Camcorders generate piles of terrific raw footage, all meaningless until edited. Non-linear desktop editing and the Hi-8 camcorder will create a potent antidote to 500 channels of the usual crap.
Non-linear editing delivers the "cut and paste" attributes of word processing to video; once footage is digitized onto the computer's hard disk, you have random access to any frame and instant playback of edits.

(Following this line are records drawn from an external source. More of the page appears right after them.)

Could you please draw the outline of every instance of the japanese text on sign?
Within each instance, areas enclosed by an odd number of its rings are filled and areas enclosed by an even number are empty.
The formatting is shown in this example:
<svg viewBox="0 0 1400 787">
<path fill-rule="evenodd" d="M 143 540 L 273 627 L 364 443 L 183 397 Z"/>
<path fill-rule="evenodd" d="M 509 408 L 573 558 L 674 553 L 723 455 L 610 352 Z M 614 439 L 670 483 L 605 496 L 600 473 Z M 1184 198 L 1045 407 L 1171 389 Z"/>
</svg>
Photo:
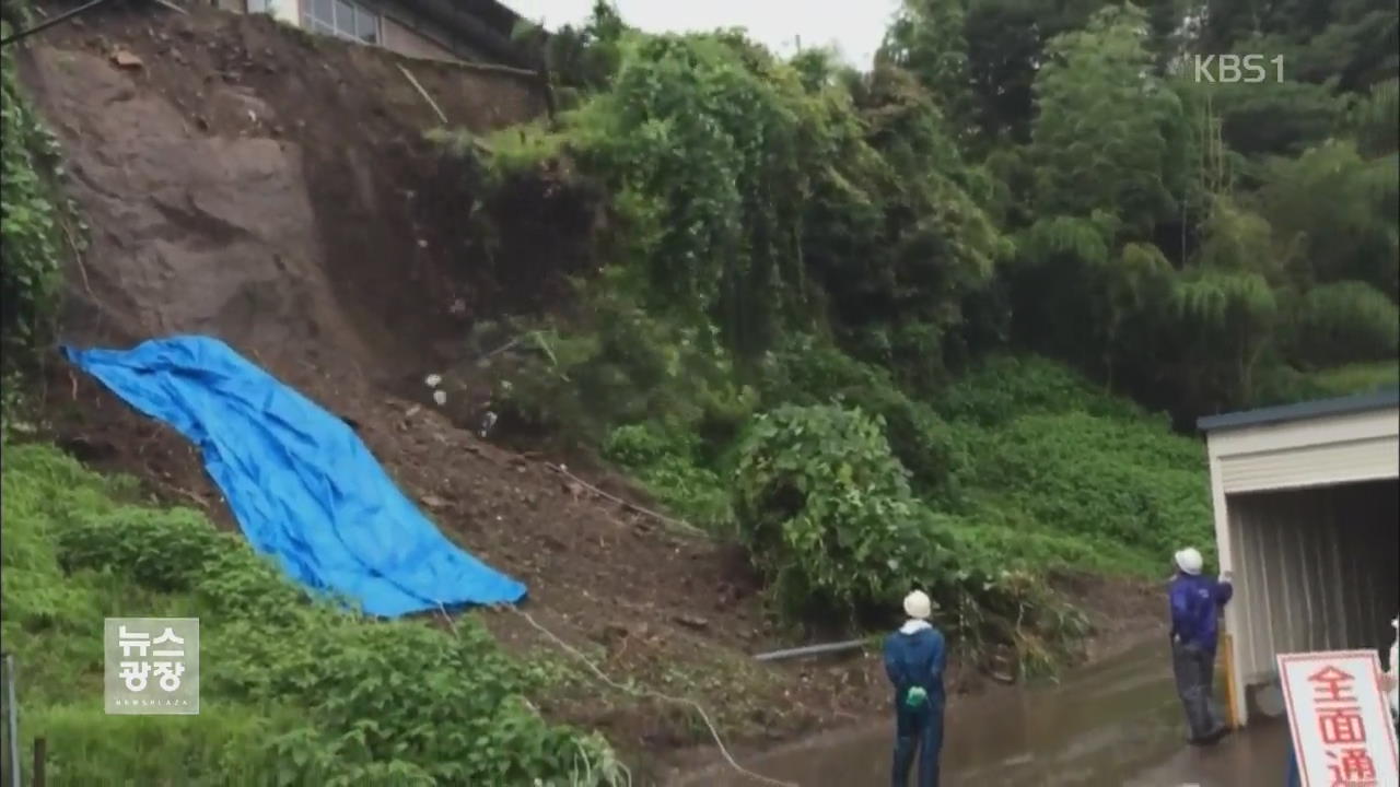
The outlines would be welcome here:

D/Vision software, with its easy and "cinematic" user interface, a cheap platform (PCs '386 and up), and the requisite editing/audio/graphics tools, is the best of the current inexpensive desktop non-linear systems. Even better: It's pure fun. Last spring, under a deadline to edit The Losers Club, a 15-minute documentary I shot in Hi-8, I began an offline edit at a studio equipped with D/Vision Pro. After digitizing an hour of original footage, I started playing with D/Vision's capabilities; my low-tech edit sequence of 70 well-thumbed index cards ballooned to 175 separate edits, many of them audio tweaks. The only glitch in my D/Vision run was trying to produce the high-quality output, supposedly comparable to 3/4 inch video. Of course, working with an experienced editor added value to The Losers Club, whether it had been off-lined on clunky videotape or hard disk, but I'm hooked on non-linear. I can't wait to use D/Vision again. - Nancy Kalow
D/Vision Pro 2.1: US$3,950 (software only). TouchVision Systems: +1 (312) 989 2160.